When the predetermined test is completed, a current in the unloading direction is passed through the electromagnetic coil 3 to move the indenter 6 upward.

Next, a test position determining method by the test position determining device 30 will be described.

First, an appropriate portion of the sample (a portion that does not affect the portion to be tested) is located in the visual field F of the eyepiece lens 16, and the load test is performed once. When the indentation is formed on the sample surface, the sample table 8 is moved to position the sample under the microscope. Then, while observing the visual field F from the eyepiece, the knobs 42 and 44 of the test position determination device 30 are turned to match the moving point O which is the intersection of the X axis and the Y axis with the position of the indentation.
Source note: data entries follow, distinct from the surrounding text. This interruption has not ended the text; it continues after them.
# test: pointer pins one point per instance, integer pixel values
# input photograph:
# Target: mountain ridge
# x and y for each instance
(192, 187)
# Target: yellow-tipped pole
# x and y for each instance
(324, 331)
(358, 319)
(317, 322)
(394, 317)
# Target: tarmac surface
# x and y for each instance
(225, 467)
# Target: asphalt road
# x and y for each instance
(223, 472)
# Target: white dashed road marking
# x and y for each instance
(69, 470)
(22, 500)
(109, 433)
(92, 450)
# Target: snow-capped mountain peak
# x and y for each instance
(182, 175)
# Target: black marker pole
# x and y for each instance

By this operation, the position of the moving point O of the sample under the microscope becomes
It is the position of the indenter 6 when the sample is moved to the load section. Therefore, from the next time onward, the stage 9 may be operated to position the point where the test is actually desired on the moving point O.

In addition, in the illustrated example, the moving point O is configured as an intersection of two lines which are the X axis and the Y axis. However, such a line is not provided and the moving point can be freely moved in the XY directions. Good. When a line is provided as shown in the example,
It is convenient to display a scale on this line to measure the size of the indentation.

[Advantage of Device] As is clear from the above description, since the hardness meter according to the present invention is provided with the movable point for adjusting the test position within the field of view of the microscope, the hardness meter rotates on the sample table. Even when the sample is placed on a movable stage for testing, it is possible to reliably test the desired position on the sample.
It became possible to easily and accurately determine the test position. If this device is applied to, for example, an ultra-fine hardness tester, it becomes possible to test a sample that has been impossible in the past.

[Brief description of drawings]

FIG. 1 is an explanatory diagram showing an example of a material testing apparatus embodying the present invention, FIG. 2 is a front view of the test position determining apparatus, FIG. 3 is a sectional view thereof, and FIGS. b) is an explanatory view of a conventional example. 6 …… Indenter, 7 …… Sample, 8 …… Sample stand 15 …… Microscope, 16 …… Eyepiece, 30 …… Test position determination device, 31 …… X axis, 33 …… Y axis 42,44 …… Position adjustment knob, O …… Movement point

Claims (1)

[Scope of utility model registration request] 1. A load mechanism for applying a test load to an indenter, a microscope capable of observing a test position of a sample, a stage on which a sample is mounted, and a stage on which the sample is mounted are attached to the load mechanism. And a microscope which includes a sample table for moving a stage on which the sample is mounted between the microscope and the microscope, and the position is adjustable to indicate an indentation position on the sample surface during a preliminary test in the field of view of the microscope. Hardness tester characterized by various moving points.